OpenSearch Vectors
Unstable API
0.8.0
@project-lakechain/opensearch-vector-storage-connector
The OpenSearch vector storage connector enables developers to automatically index document events and their associated vector embeddings into an Amazon OpenSearch Domains domain or an Amazon Serverless Collection.
🗄️ Indexing Documents
To use the OpenSearch vectors storage connector, you import it in your CDK stack, and connect it to a data source providing document embeddings.
💁 You specify an index definition describing the index that the connector will create in your OpenSearch database to store document events and embeddings.
import { OpenSearchVectorStorageConnector } from '@project-lakechain/opensearch-vector-storage-connector';import { CacheStorage } from '@project-lakechain/core';
class Stack extends cdk.Stack { constructor(scope: cdk.Construct, id: string) { const cache = new CacheStorage(this, 'Cache');
// Sample VPC. const vpc = new ec2.Vpc(this, 'Vpc');
// The OpenSearch domain or collection. const opensearch = // ...

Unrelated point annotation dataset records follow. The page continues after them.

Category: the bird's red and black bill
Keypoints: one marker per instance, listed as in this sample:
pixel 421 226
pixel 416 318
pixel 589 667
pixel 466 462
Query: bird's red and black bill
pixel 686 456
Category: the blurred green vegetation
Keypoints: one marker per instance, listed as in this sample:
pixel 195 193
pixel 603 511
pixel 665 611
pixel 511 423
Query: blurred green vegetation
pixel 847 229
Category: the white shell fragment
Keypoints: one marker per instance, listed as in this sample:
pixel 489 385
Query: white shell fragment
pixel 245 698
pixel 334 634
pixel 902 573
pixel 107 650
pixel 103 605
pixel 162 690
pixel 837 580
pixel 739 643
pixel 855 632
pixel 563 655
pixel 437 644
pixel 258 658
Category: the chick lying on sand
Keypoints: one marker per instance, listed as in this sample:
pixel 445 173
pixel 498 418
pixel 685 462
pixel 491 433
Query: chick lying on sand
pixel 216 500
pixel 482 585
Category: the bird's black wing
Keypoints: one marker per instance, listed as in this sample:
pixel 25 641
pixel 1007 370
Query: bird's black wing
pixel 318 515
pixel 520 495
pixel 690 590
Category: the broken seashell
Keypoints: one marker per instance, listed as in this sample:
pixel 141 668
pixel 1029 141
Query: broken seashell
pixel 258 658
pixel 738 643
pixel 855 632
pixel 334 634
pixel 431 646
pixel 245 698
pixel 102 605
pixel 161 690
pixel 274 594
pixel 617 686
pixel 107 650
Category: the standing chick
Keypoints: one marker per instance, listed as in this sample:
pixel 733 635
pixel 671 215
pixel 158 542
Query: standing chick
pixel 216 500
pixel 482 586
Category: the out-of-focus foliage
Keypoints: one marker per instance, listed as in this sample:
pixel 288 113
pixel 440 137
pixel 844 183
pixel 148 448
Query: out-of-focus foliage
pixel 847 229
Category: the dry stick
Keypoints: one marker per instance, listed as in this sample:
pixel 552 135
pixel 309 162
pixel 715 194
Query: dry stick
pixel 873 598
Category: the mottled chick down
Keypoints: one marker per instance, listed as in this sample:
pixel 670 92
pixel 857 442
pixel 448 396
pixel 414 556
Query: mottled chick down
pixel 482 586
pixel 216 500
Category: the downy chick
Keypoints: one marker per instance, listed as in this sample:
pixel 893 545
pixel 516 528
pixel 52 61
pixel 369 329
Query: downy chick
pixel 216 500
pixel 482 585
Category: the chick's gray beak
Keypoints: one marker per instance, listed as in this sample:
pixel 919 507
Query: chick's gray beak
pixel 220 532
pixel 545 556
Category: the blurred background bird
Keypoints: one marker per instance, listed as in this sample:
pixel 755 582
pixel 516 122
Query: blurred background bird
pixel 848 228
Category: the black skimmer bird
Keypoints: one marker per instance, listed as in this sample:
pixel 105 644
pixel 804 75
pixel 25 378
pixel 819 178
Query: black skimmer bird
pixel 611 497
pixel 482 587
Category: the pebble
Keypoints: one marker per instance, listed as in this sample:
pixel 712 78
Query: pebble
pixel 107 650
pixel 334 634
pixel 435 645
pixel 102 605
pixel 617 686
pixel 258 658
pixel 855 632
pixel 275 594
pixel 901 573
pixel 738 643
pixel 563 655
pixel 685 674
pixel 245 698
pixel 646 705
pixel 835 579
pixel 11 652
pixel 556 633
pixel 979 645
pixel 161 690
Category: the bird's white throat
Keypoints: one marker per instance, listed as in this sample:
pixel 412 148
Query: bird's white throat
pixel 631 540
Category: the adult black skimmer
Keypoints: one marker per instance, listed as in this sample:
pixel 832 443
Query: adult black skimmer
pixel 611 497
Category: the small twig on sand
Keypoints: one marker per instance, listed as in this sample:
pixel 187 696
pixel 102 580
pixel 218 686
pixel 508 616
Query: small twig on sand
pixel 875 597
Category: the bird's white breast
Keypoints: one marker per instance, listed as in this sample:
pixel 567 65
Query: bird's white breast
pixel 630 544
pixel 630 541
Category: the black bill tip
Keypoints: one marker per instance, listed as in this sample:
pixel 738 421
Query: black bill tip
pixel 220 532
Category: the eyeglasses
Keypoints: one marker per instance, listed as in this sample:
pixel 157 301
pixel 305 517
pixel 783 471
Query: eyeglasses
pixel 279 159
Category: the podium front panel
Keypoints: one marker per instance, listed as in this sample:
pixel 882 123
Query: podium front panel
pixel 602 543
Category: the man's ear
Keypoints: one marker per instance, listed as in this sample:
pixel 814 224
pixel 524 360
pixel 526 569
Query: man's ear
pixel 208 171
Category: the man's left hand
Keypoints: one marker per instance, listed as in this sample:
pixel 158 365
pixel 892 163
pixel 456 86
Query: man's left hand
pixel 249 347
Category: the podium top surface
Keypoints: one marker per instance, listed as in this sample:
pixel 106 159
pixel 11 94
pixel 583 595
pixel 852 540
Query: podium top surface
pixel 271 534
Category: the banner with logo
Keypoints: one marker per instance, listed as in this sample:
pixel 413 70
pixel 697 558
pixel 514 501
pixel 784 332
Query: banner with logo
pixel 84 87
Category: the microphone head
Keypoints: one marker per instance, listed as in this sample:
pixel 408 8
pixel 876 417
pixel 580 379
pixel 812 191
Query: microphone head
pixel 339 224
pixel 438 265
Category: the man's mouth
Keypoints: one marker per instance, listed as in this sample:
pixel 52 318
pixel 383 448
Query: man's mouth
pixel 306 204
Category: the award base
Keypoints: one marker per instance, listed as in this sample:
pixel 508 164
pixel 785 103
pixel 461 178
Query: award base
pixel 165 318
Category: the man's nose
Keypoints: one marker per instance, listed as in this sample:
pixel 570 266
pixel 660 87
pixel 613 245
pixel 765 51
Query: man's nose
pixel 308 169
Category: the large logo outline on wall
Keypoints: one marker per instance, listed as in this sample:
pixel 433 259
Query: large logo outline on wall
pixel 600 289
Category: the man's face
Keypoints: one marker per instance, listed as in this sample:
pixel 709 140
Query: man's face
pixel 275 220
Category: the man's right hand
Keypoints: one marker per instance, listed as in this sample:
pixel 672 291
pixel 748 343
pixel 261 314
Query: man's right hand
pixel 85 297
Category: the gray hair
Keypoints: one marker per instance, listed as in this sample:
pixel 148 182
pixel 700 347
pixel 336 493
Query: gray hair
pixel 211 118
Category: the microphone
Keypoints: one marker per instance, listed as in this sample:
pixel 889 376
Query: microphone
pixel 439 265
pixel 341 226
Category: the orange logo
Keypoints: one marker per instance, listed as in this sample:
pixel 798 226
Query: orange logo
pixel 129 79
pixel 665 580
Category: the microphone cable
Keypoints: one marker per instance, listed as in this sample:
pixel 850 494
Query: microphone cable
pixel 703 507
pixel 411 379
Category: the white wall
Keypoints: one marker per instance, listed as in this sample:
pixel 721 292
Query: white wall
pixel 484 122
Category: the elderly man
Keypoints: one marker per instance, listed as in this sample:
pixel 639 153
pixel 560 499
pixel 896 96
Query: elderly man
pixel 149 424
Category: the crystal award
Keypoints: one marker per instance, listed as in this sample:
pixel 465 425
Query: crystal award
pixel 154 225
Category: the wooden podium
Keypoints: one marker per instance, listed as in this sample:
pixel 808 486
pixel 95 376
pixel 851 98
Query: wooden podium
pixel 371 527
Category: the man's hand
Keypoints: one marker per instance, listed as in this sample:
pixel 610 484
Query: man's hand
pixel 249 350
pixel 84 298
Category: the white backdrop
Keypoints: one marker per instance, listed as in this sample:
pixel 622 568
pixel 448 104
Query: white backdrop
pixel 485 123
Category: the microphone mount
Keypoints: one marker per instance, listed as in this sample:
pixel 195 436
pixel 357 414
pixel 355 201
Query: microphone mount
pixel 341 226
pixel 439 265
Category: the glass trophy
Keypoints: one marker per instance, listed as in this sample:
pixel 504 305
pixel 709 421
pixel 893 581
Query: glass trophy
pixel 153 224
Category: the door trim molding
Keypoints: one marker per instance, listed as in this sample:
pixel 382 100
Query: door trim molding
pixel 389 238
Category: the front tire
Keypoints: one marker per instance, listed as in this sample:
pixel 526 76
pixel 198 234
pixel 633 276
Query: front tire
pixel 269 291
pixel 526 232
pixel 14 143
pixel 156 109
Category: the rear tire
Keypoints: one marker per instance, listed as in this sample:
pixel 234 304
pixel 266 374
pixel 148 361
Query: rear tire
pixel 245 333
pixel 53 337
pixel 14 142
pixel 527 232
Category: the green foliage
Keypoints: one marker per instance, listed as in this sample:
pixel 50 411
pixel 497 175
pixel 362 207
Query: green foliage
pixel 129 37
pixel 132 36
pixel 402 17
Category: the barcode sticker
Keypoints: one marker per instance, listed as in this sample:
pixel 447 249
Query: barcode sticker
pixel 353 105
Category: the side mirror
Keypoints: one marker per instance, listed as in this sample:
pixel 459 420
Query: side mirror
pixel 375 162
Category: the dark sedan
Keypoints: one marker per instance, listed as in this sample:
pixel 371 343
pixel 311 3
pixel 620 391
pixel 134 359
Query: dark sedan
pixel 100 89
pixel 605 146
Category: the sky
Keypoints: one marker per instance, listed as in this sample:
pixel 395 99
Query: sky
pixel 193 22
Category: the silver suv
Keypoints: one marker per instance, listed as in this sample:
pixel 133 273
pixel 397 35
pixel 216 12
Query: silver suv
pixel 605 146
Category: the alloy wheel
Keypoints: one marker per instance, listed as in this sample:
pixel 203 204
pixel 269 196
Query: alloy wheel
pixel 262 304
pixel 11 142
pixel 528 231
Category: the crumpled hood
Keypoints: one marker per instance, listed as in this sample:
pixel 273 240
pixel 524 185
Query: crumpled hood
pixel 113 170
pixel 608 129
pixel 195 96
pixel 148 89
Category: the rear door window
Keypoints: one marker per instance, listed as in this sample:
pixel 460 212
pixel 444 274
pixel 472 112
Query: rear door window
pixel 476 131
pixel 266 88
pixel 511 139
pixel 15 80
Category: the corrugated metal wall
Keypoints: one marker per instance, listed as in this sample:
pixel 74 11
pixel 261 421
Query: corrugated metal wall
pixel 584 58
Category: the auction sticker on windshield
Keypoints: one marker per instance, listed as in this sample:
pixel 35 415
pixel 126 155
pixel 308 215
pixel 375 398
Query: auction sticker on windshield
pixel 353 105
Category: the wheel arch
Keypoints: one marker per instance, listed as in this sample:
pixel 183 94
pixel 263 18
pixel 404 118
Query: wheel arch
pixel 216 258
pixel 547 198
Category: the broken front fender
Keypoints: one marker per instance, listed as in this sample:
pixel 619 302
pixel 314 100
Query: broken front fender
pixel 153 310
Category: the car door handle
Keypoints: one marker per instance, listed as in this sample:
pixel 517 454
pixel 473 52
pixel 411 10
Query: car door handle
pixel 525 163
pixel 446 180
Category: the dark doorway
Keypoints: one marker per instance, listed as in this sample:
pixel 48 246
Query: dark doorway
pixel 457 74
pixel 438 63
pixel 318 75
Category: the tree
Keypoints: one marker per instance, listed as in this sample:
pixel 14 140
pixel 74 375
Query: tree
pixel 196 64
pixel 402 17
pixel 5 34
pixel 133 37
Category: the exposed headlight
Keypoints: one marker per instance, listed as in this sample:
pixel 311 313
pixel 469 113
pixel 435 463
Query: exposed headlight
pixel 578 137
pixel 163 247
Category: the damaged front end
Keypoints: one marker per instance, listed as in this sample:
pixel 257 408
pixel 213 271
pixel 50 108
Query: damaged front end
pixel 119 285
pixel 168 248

// Create the OpenSearch storage connector. const connector = new OpenSearchVectorStorageConnector.Builder() .withScope(this) .withIdentifier('OpenSearchVectorStorageConnector') .withCacheStorage(cache) .withEndpoint(opensearch) .withSource(embeddingProcessor) .withVpc(vpc) .withIndex(new OpenSearchVectorIndexDefinition.Builder() .withIndexName('vector-index') .withKnnMethod('hnsw') .withKnnEngine('nmslib') .withSpaceType('l2') .withDimensions(1536) .withParameters({ 'ef_construction': 512, 'm': 16 }) .build() ) .build(); }}
Index Definition
The index definition allows you to configure the index attributes that will be used by the connector. Below is a description of the attributes that can be configured.
Attribute | Description |
---|---|
indexName | The name of the index to create. |
knnMethod | The KNN method (only hnsw is currently supported). |
knnEngine | The KNN engine (faiss or nmslib ). |
spaceType | The space type (l2 , l1 , innerproduct , cosinesimil , linf ). |
dimensions | The number of dimensions of the vectors. |
parameters | The parameters for the index. |
🌐 Endpoints
This middleware supports instances of IDomain
, ICollection
or an Amazon Serverless CfnCollection
that you can pass to the withEndpoint
method.
🏗️ Architecture
THis middleware uses a Lambda function to index documents in batches into an OpenSearch domain or OpenSearch Serverless collection.
💁 By default, this connector uses a batch of 10 documents and batches documents for a period of 20 seconds.
🏷️ Properties
Supported Inputs
Mime Type | Description |
---|---|
*/* | This middleware supports any type of documents. Note that if no embeddings are specified in the document metadata, the document is filtered out. |
Supported Outputs
This middleware does not produce any output.
Supported Compute Types
Type | Description |
---|---|
CPU | This middleware only supports CPU compute. |
📖 Examples
- Bedrock OpenSearch Pipeline - An example showcasing an embedding pipeline using Amazon Bedrock and OpenSearch.
- Cohere OpenSearch Pipeline - An example showcasing an embedding pipeline using Cohere models on Bedrock and OpenSearch.